Each test included a portfolio of 13 randomly selected stocks over a specific time period, with the initial capital divided between all stocks. I had the computer run two copies of each portfolio. One was the homogenous diversified portfolio, which acted as a reference for comparison purposes. The other copy of the portfolio, the pruning portfolio, pruned the diversification and gradually morphed into a portfolio containing just one stock. The pruning portfolio placed a three ATR trailing stop for all positions. Once a position was stopped out, the cash from that position would get distributed evenly over the remaining holdings in the portfolio, thus adding to your positions. Eventually, there would only be one position holding 100% of all portfolio resources. Once this last position was stopped out, I compared the net return of both portfolios. The time period used was dictated by when the last stock of the pruning portfolio was stopped out.

Here Are The Results

The average return of all test portfolios is depicted in Figure 1. Each of the gray lines on the chart represents the average equity curves of all 13 portfolio holdings. Note that some stocks stayed in the portfolio longer than others. The solid red line is the equity curve of the pruning portfolio and the dashed green line represents the homogenous diversified portfolio. Clearly, concentrating funds by holding onto the winners seems to be the superior method. Note also that the return on the pruning portfolio is higher by 2.36% than that of the homogenous diversified portfolio. It may seem like a small edge, but the pruning portfolio had to make several artificial costs during the concentration process.

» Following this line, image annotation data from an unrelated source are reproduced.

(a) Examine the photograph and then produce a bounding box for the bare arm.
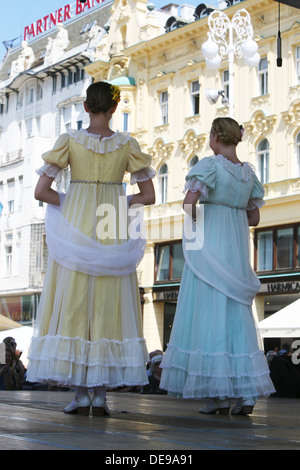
[247,208,260,227]
[129,180,155,206]
[34,175,60,206]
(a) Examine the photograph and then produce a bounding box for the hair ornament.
[110,85,121,103]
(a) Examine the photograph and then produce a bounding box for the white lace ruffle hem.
[27,335,148,388]
[160,345,274,398]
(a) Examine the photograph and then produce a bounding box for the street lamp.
[201,9,260,117]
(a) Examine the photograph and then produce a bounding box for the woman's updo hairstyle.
[211,117,244,145]
[85,82,120,114]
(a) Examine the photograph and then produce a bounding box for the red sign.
[24,0,105,41]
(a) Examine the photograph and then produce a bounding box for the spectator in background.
[4,336,25,383]
[0,344,22,390]
[142,354,167,395]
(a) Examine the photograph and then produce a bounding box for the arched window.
[157,163,168,204]
[189,155,199,168]
[295,132,300,176]
[257,139,269,183]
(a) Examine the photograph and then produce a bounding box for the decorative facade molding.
[149,138,175,164]
[44,23,69,67]
[10,41,35,78]
[244,110,277,137]
[282,99,300,127]
[179,129,207,158]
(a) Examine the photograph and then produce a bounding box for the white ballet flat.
[92,395,110,416]
[64,395,91,416]
[231,398,255,415]
[199,398,230,415]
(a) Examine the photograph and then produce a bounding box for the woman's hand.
[247,208,260,227]
[34,175,60,206]
[129,180,155,207]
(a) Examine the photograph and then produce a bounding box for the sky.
[0,0,217,61]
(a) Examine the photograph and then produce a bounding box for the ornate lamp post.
[202,9,260,117]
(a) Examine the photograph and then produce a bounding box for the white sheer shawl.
[45,193,146,276]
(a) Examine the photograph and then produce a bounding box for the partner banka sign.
[24,0,105,41]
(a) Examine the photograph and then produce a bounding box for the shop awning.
[258,299,300,338]
[0,315,21,331]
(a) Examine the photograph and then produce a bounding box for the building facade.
[0,0,300,350]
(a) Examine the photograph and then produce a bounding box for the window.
[7,179,15,213]
[157,163,168,204]
[18,176,23,211]
[5,245,12,276]
[25,119,32,139]
[258,57,268,95]
[191,81,200,114]
[255,223,300,271]
[296,226,300,266]
[189,155,199,168]
[26,88,34,104]
[257,231,273,271]
[59,72,66,88]
[123,113,129,132]
[222,70,229,99]
[36,83,43,101]
[277,227,293,269]
[62,106,72,131]
[257,139,269,184]
[295,132,300,176]
[295,46,300,85]
[156,245,170,281]
[52,74,57,95]
[155,241,184,281]
[160,91,168,124]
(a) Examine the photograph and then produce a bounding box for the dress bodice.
[186,155,264,208]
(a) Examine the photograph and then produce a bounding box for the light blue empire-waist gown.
[160,155,275,399]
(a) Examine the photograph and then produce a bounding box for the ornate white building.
[0,0,300,350]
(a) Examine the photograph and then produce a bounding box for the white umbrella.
[258,299,300,338]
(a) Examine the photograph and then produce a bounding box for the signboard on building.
[24,0,105,41]
[259,281,300,294]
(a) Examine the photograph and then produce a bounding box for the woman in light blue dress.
[160,118,275,414]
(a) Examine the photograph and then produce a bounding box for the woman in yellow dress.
[27,82,155,415]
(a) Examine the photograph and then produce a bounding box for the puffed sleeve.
[126,137,156,184]
[36,134,69,182]
[247,175,265,211]
[184,157,216,197]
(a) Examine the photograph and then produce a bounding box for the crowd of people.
[0,82,282,416]
[0,336,26,390]
[266,343,300,398]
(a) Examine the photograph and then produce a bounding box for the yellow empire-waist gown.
[28,129,154,388]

FIGURE 1: HOMOGENOUS DIVERSIFIED PORTFOLIO VS. PRUNING PORTFOLIO. The gray lines show the average returns of each of the stocks up to the point at which they got stopped out. The solid red line represents the pruning portfolio whereas the dashed green line represents the homogenous diversiﬁed portfolio.

Keep in mind that a concentrated portfolio can start with three or four stocks and have only one exit, which would reduce your transaction costs. Realistically, you would probably encounter fewer costs in the pruning portfolio than in the reference portfolio, and that would increase the return of the pruning portfolio.